Aunque el título sea un poco
críptico, confío en vuestra sagacidad, estimados y fieles lectores, para descifrarlo.
Conociendo encima la falta de discreción y la adicción a la redes sociales de
la mayoría de todos nosotros, poco durará el misterio. Pero ahí queda, para solitarios
ermitaños y “downshifters” tecnológicos. Que haberlos, haylos.

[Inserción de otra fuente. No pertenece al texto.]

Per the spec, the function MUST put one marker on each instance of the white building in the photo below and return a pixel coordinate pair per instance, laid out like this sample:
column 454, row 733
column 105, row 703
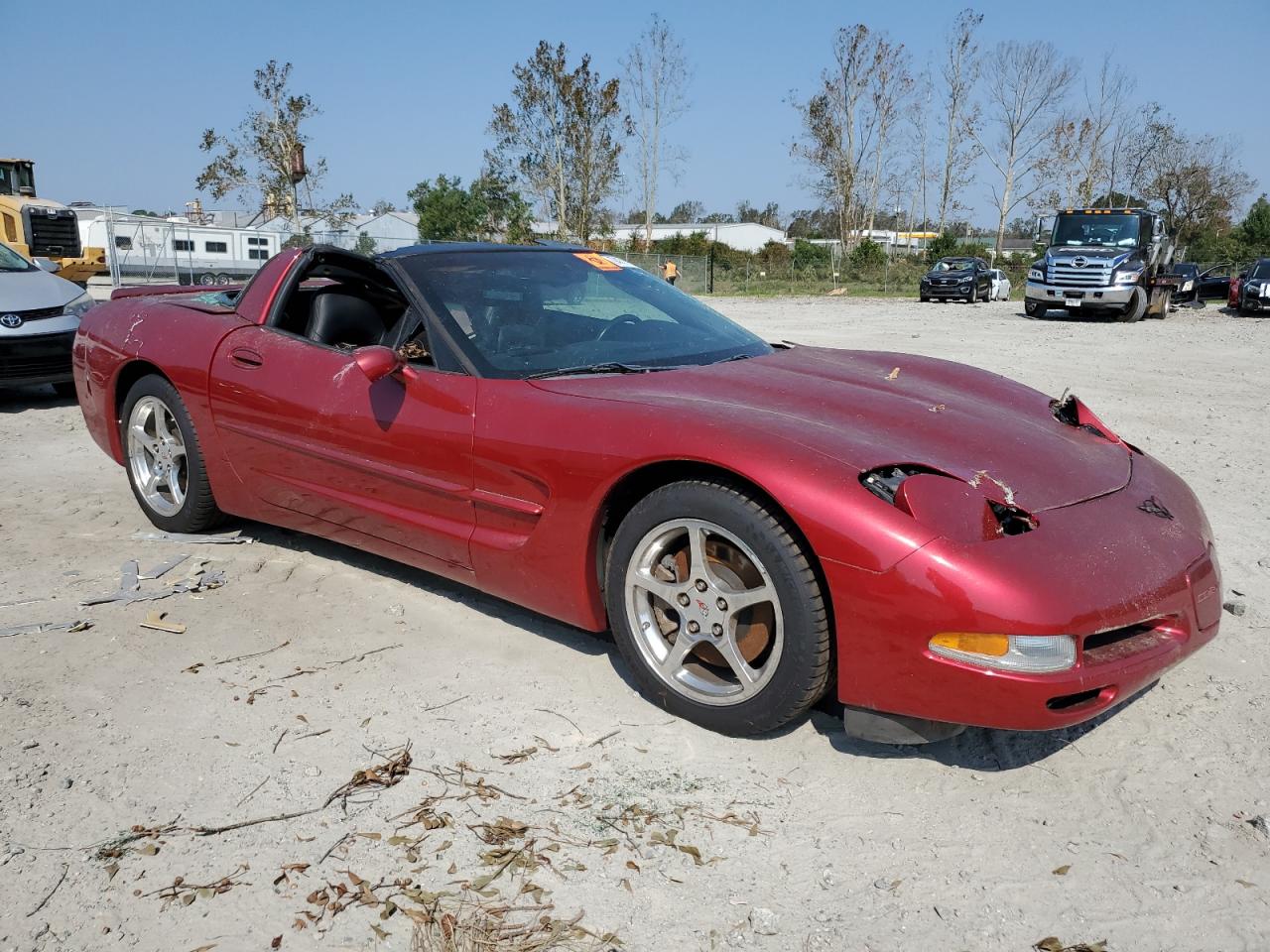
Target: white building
column 744, row 236
column 141, row 246
column 389, row 231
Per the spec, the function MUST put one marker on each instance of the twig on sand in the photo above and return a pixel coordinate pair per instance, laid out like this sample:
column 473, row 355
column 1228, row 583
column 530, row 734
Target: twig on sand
column 277, row 817
column 257, row 654
column 333, row 848
column 56, row 887
column 365, row 654
column 437, row 707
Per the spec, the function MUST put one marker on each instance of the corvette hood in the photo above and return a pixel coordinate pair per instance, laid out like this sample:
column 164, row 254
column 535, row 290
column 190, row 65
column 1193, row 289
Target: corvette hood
column 870, row 409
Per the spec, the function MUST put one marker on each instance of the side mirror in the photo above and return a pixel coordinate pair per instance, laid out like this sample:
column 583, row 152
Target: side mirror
column 377, row 362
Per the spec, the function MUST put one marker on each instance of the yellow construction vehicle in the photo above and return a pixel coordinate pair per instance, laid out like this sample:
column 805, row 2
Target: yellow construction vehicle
column 37, row 227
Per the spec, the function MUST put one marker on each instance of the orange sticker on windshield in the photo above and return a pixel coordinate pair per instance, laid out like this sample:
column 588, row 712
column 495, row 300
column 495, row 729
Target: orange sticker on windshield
column 595, row 261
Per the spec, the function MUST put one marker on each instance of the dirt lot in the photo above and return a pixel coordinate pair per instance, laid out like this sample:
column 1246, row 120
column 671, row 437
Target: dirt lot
column 1134, row 830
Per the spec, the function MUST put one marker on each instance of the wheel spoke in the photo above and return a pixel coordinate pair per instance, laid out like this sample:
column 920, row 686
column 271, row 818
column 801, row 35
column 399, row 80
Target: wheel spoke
column 178, row 494
column 747, row 675
column 698, row 567
column 162, row 425
column 740, row 601
column 680, row 651
column 144, row 439
column 656, row 587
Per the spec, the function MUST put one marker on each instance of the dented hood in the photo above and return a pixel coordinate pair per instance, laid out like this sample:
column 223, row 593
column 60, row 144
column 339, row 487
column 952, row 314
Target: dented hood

Este mes se cierra un círculo en
mi vida que me lleva, de manera sorprendente pero totalmente casual, a mediados
de los años 60. Por lo menos en lo que se refiere a mi domicilio. Y por suerte
no se trata de un círculo de fuego (ni de un amor ardiente), un “burning ring
of fire” como cantaba el hombre de negro, sino de una inmensa alegría por haber
cambiado nuevamente de hogar (van 9 mudanzas en 20 años), por empezar de nuevo,
por desprenderme de trastos sin usar, de ropa deshilachada, de papeles
desfasados, de periódicos amarillentos, de navajas romas, de salsas caducadas y
de agobiantes recuerdos de encierros, pandemias y nevadas. Soltando lastre.
Ahora que lo pienso, quizás la fiesta
blanca con Filomena no debería figurar en el debe de la ecuación: tuvo su
gracia rescatar a policías de sus coches encallados, vestirse de Reinhold
Messner para sacar a un amigo a pasear y alucinar con el metro largo de nieve
que cubría calles, plazas y jardines. Y repetiremos, ya que como bien sabéis llega
el apocalipsis climático anunciado por voceadores sin conocimientos,
tertulianos multi-talento, enfermas marionetas como Greta y gobiernos cómplices
sometidos a una nefasta y destructiva agenda globalista; ese supuesto desastre
ecológico que nos permitirá ver nevadas en pleno agosto, bañarnos por Navidad en
el río Manzanares como si viviéramos en las antípodas (cuya existencia por
cierto una de nuestras “ninistras” desconocía), hacer bobsleigh en el Cerro del
Tío Pío, sembrar marihuana en otoño para recolectarla en primavera y admirar simultáneamente
las dos bóvedas (sic), Ártico y Antártico, que protegen nuestro hogar, la madre
tierra, de todo mal, de los virus, del frío, del calor, del creciente precio de
la luz, de los bebelejías, de los negacionistas en general, de Ayuso y sobre
todo de VOX. Pedro Sánchez dixit.
Trasladados los enseres básicos,
los deuvedés que pasan directamente al desván, los libros, cuadros, fotografías,
bufandas, banderas, armas blancas y oscuras y gadgets varios, las especias, la
colonia del pequeño Calvino, las jarras de cerveza y todos aquellos recuerdos
que se van acumulando mudanza tras mudanza, etapa a etapa, llega el “déjà vu”
de siempre. Me siento en el sofá, miro a mi alrededor, y todo sigue estando en
su lugar. Al frente, a diestra y siniestra, a mis espaldas. Todo sigue ahí. Cambia
el continente, el contenido sigue siendo el mismo. Desde hace 20 años. Que no
son pocos. Si fuera una póliza de seguros el perito no se creería que el
contenido no ha crecido en dos decenios. Y yo diría que hasta ha disminuido. Ese
lastre ya nombrado antes, que queda hundido para siempre en un mar de tranquilidad
como el que usó el Apolo XI para aterrizar en la luna.
Quedaba pues poco por hacer,
esperar al instalador de la fibra óptica, configurar redes, contraseñas (esta
vez con gentil ayuda femenina) y pasar al estreno oficial del nuevo Rommeland (el
tercero por eliminación de una fase que no computa). Una fiesta de inauguración
que se limitó a lo básico, que ya sabemos todos que somos de desayunar fuerte.
Tabaco, cerveza, güisqui, música y buena compañía. Y en este caso con dos
invitados especiales, los operarios de Vodafone, que aguantaron estoicos nuestros
chistes, risas, interrupciones, canciones y preguntas. Dos simpáticos mozos,
uno negro, alto y trabajador, otro blanco, bajito y más dado a chatear que a echar
una mano al compañero. Como entenderéis mi pregunta borde de: “¿Y tú qué haces?”
dirigida al escaqueado no tardó en caer. No cambio. Y hasta el negro se unió a
las risas. Por algo será.
En resumen, alegría, sonrisas, música
y cerveza. Poco más se puede pedir. Que dure.